Dalai Lama und Franz Alt

Der Appell des Dalai Lama an die Welt. Ethik ist wichtiger als Religion

Dalai Lama und Franz Alt, Der Appell des Dalai Lama an die Welt. Ethik ist wichtiger als Religion, Benevento Verlag, Salzburg 2015, 56 Seiten, 4,99 Euro.

Anlässlich des Terroranschlags auf das Redaktionsbüro von Charlie Hebdo im Januar 2015 in Paris stellte der Dalai Lama, geistiges Oberhaupt des tibetischen Buddhismus, den modernen Stellenwert aller Religionen pointiert infrage: „Ich denke an manchen Tagen, dass es besser wäre, wenn wir gar keine Religionen mehr hätten. Alle Religionen und alle Heiligen Schriften bergen ein Gewaltpotenzial in sich. Deshalb brauchen wir eine säkulare Ethik jenseits aller Religionen“ (7). Diese Aussage steht im Mittelpunkt des im Juni 2015 erschienenen Buches „Der Appell des Dalai Lama an die Welt. Ethik ist wichtiger als Religion“, das gewissermaßen von zwei Autoren gestaltet wurde: dem Dalai Lama als Impulsgeber und dem Fernsehjournalisten und Buchautor Franz Alt, der die Publikation maßgeblich zusammengestellt hat.
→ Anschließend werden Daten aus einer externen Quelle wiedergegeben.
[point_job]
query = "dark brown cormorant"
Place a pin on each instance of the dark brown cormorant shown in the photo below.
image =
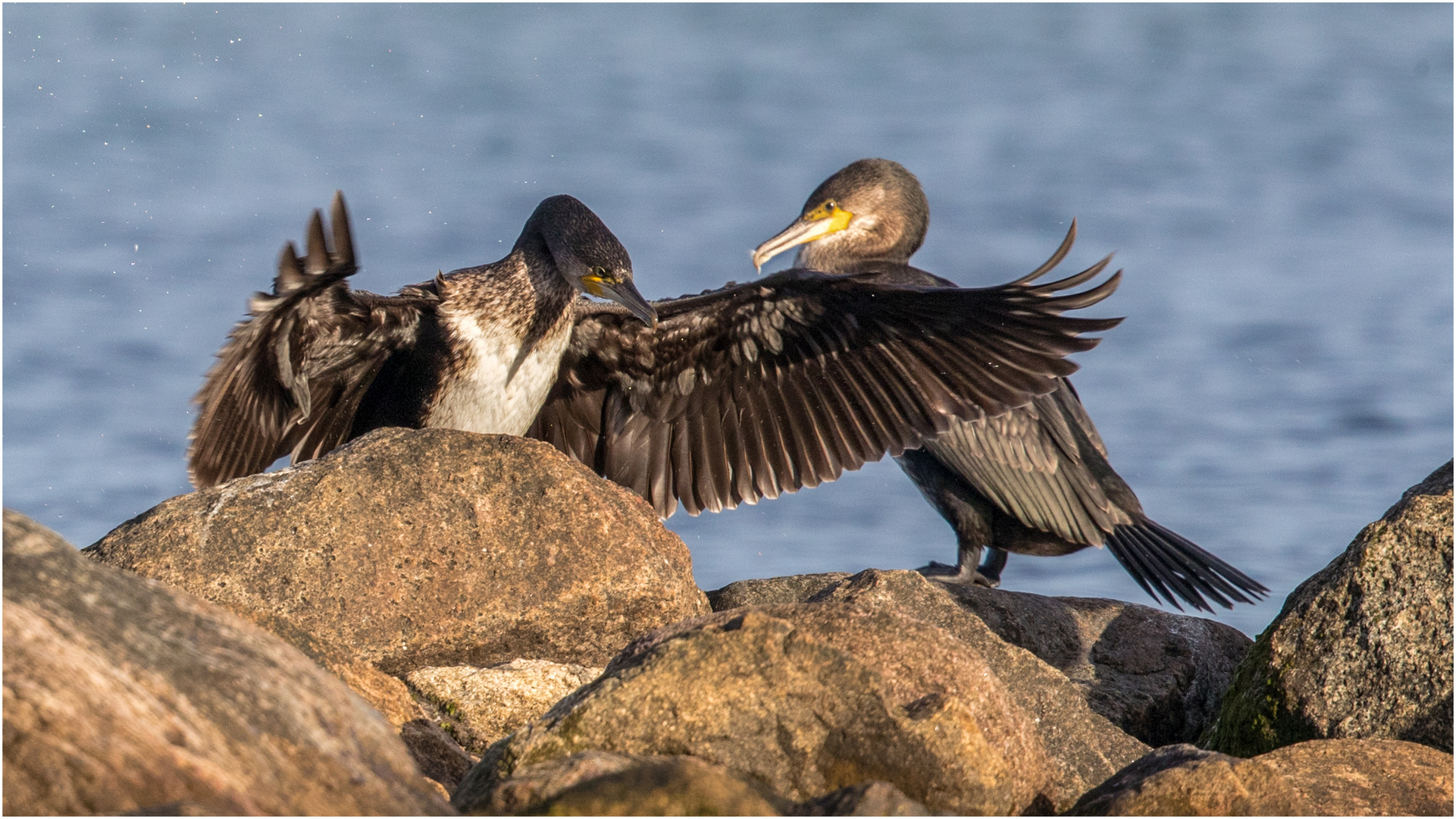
(477, 349)
(1034, 480)
(715, 400)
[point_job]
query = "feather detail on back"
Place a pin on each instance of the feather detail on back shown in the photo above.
(763, 388)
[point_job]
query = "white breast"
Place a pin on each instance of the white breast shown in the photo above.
(485, 397)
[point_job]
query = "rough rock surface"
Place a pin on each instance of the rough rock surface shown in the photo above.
(437, 754)
(1158, 675)
(1364, 649)
(800, 701)
(481, 706)
(762, 591)
(124, 695)
(866, 799)
(424, 548)
(1181, 780)
(1366, 777)
(1085, 748)
(621, 784)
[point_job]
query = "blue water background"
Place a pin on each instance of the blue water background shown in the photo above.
(1276, 181)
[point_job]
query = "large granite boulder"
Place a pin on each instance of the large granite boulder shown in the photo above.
(801, 701)
(1181, 780)
(412, 548)
(1366, 777)
(1157, 675)
(124, 695)
(481, 706)
(1364, 649)
(597, 783)
(1085, 748)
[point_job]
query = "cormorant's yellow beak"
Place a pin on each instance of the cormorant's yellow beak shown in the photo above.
(622, 292)
(814, 224)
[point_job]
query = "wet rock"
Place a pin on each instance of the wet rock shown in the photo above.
(800, 701)
(481, 706)
(1364, 649)
(420, 548)
(531, 786)
(124, 695)
(437, 754)
(1158, 675)
(1181, 780)
(1366, 777)
(866, 799)
(621, 784)
(792, 589)
(1085, 748)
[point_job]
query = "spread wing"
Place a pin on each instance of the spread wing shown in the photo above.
(1030, 464)
(787, 382)
(292, 376)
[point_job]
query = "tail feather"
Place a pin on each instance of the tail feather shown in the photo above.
(1169, 566)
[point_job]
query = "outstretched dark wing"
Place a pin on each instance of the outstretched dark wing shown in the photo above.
(1030, 464)
(787, 382)
(292, 376)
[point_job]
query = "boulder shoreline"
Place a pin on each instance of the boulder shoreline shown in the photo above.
(434, 621)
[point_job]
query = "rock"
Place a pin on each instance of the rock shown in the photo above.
(1085, 748)
(124, 695)
(1157, 675)
(792, 589)
(531, 786)
(803, 700)
(621, 784)
(1366, 777)
(866, 799)
(1364, 649)
(481, 706)
(437, 755)
(1181, 780)
(420, 548)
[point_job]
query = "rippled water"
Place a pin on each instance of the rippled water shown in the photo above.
(1276, 180)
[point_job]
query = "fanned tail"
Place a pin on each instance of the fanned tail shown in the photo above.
(1166, 564)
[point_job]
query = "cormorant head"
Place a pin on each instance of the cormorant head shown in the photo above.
(587, 254)
(872, 210)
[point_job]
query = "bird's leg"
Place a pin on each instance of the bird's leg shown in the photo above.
(969, 570)
(991, 570)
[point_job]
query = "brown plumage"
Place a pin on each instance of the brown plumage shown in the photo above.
(787, 382)
(727, 397)
(1034, 480)
(477, 349)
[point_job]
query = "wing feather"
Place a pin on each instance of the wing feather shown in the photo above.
(292, 376)
(785, 382)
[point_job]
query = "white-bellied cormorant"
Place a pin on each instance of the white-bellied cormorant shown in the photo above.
(477, 349)
(1034, 480)
(714, 400)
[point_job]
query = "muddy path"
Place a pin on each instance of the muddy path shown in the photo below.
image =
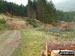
(8, 46)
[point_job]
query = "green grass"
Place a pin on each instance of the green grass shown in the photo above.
(33, 42)
(5, 37)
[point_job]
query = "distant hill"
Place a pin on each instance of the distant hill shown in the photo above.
(66, 5)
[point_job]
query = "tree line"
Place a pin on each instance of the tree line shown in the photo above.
(42, 10)
(66, 16)
(12, 8)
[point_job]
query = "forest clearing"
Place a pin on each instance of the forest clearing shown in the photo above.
(37, 28)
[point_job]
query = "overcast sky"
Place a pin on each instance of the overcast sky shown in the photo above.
(65, 5)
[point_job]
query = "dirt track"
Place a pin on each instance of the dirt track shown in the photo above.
(8, 46)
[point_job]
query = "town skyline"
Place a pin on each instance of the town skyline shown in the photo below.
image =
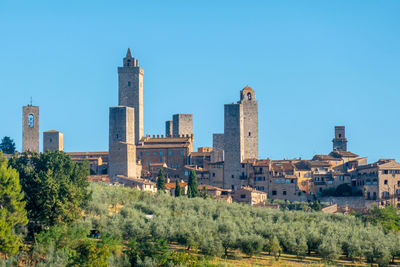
(296, 118)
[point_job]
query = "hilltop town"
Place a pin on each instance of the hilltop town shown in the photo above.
(231, 169)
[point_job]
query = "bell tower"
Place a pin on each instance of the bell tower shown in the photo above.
(130, 90)
(340, 141)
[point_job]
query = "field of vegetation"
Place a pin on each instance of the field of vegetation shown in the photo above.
(118, 226)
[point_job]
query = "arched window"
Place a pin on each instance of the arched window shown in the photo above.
(249, 96)
(31, 121)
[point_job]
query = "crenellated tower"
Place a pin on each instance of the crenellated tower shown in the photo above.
(130, 90)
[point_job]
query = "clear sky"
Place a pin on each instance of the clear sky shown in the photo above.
(312, 64)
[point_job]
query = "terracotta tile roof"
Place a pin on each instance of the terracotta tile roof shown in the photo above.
(98, 154)
(343, 154)
(324, 157)
(200, 154)
(173, 185)
(158, 146)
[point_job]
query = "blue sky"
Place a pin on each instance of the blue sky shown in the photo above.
(312, 64)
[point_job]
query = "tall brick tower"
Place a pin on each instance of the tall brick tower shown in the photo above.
(30, 128)
(130, 90)
(240, 137)
(340, 141)
(121, 142)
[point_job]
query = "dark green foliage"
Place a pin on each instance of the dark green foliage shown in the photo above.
(388, 217)
(193, 190)
(7, 145)
(204, 192)
(55, 187)
(147, 223)
(12, 208)
(178, 189)
(343, 190)
(161, 180)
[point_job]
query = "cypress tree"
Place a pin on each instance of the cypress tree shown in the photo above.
(193, 190)
(178, 189)
(161, 180)
(12, 208)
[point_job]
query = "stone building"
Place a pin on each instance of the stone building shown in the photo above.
(201, 158)
(249, 195)
(30, 128)
(340, 141)
(173, 150)
(379, 181)
(130, 90)
(53, 141)
(122, 149)
(217, 155)
(182, 124)
(168, 128)
(240, 137)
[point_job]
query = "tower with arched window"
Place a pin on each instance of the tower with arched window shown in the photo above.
(30, 128)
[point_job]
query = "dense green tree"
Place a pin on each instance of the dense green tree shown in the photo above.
(56, 188)
(7, 145)
(193, 190)
(388, 217)
(204, 192)
(178, 189)
(161, 180)
(12, 208)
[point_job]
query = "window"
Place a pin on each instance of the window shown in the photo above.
(31, 121)
(249, 96)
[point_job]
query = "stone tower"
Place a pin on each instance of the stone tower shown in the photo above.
(53, 141)
(121, 144)
(240, 137)
(340, 141)
(168, 128)
(130, 90)
(182, 124)
(30, 128)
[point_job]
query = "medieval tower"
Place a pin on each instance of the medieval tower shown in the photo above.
(30, 128)
(121, 142)
(130, 90)
(340, 141)
(240, 137)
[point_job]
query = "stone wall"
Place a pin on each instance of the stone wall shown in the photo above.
(53, 141)
(30, 128)
(182, 124)
(130, 92)
(122, 149)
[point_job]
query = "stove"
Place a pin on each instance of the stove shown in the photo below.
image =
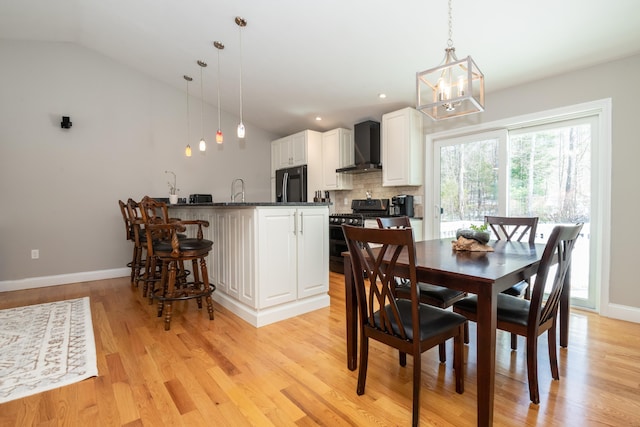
(364, 214)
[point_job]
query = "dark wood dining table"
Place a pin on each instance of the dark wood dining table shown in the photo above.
(482, 273)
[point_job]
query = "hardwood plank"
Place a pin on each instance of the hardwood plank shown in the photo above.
(293, 373)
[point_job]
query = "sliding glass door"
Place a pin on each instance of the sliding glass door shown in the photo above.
(543, 170)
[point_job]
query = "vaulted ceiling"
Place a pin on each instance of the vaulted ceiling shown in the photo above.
(331, 58)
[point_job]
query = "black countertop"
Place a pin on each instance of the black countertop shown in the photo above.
(246, 204)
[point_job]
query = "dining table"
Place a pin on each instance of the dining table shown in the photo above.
(484, 274)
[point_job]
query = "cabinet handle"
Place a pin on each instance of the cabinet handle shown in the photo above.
(295, 224)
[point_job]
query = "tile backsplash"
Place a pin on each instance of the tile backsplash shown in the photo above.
(372, 182)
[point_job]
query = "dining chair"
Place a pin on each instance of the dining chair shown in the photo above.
(514, 228)
(531, 318)
(404, 324)
(438, 296)
(167, 249)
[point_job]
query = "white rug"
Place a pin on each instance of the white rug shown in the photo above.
(45, 346)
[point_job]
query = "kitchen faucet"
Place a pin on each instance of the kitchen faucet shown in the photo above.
(241, 192)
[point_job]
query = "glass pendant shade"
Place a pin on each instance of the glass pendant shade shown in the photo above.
(187, 150)
(219, 136)
(453, 89)
(203, 144)
(241, 23)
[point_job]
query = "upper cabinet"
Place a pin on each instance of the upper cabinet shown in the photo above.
(289, 151)
(302, 148)
(402, 148)
(337, 152)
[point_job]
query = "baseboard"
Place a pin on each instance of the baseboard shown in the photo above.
(62, 279)
(258, 318)
(623, 312)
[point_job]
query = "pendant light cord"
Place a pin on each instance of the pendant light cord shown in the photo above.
(201, 104)
(218, 89)
(240, 29)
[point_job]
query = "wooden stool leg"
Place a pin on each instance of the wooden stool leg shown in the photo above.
(205, 282)
(169, 293)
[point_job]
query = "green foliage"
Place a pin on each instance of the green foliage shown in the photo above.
(482, 227)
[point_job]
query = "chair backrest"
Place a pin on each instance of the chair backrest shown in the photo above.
(394, 222)
(374, 253)
(508, 227)
(125, 216)
(557, 252)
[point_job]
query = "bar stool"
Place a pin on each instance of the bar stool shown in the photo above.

Hauptintention beider Autoren ist die Verständnisförderung für urmenschliche spirituelle Werte und die Entwicklung einer darauf aufbauenden universellen, zeitgemäßen Ethik, die für Religionsnahe wie Religionsferne gültig sein kann (18). Die Argumente liefert der Dalai Lama in seinem Appell für eine säkulare Ethik und Frieden (9-14). In dem darauf folgenden Interview (15-46), das Franz Alt aus drei Gesprächen mit dem Dalai Lama zusammengestellt hat, werden die Kernthesen des Aufrufs mehrfach wiederholt und an konkreten Beispielen näher erläutert. Eine Einleitung von Franz Alt (5-7) und die Dalai-Lama-Story (47-51), die Leben und Wirken des Friedensnobelpreisträgers beschreibt, umrahmen den Hauptteil. Zusätzlich folgen biografische Daten des Dalai Lama (47-51) und einige Informationen über Franz Alts Werdegang (56).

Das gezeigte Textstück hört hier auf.